Imagina un mundo donde las máquinas puedan ver como nosotros. Pues bien, un grupo de investigadores ha dado un paso gigante en esa dirección al desarrollar una pupila de metal líquido, inspirada en el ojo humano. Este invento, que combina galio e indio, podría cambiar por completo la forma en que los robots y vehículos autónomos perciben su entorno.
La naturaleza como fuente de inspiración
La visión es fundamental para tecnologías que están tomando cada vez más protagonismo: desde robots hasta coches autónomos o drones. Sin embargo, aún enfrentan el reto de adaptarse a cambios bruscos de luz. Mientras nuestros ojos se ajustan casi instantáneamente, muchas cámaras dependen de programas informáticos que no siempre son eficientes y pueden consumir bastante energía.
Aquí es donde entra en juego este nuevo ojo artificial creado por expertos de la Universidad de Carolina del Norte y la Universidad de Westlake. Según explican, el secreto está en esta pupila hecha de metal líquido, ubicada en pequeños canales flexibles que responden a señales eléctricas generadas por la luz. Si hay mucha luminosidad, la pupila se contrae; si hay poca, se expande para dejar pasar más luz.
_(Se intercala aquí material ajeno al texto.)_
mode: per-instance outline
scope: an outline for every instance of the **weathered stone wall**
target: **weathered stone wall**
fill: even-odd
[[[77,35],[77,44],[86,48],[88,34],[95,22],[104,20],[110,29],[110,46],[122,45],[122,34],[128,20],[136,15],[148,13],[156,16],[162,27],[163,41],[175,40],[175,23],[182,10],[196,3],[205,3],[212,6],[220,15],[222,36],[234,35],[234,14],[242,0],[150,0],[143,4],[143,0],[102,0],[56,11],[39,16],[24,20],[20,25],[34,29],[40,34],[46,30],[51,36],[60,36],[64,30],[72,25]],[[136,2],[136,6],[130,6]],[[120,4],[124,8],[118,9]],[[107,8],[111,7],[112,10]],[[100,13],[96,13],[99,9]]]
Este innovador sistema tiene tres partes clave: una retina curva con sensores que detectan la luz, neuronas hechas del mismo metal líquido que convierten esa luz en señales eléctricas y, por supuesto, la pupila adaptable. Lo fascinante es que no solo cambia de tamaño; también puede modificar su forma e imitar diferentes tipos presentes en otros seres vivos.
Aunque todavía estamos ante un prototipo y queda camino por recorrer para hacerlo más pequeño y eficiente, los primeros resultados son esperanzadores: ¡la precisión al reconocer imágenes en condiciones complicadas ha aumentado del 68% al 83%! Esto significa una mejora notable en cómo las máquinas ven el mundo real. Si todo sigue así, pronto podríamos tener robots y cámaras capaces de ver como nosotros. La ciencia avanza y con ella nuestras posibilidades.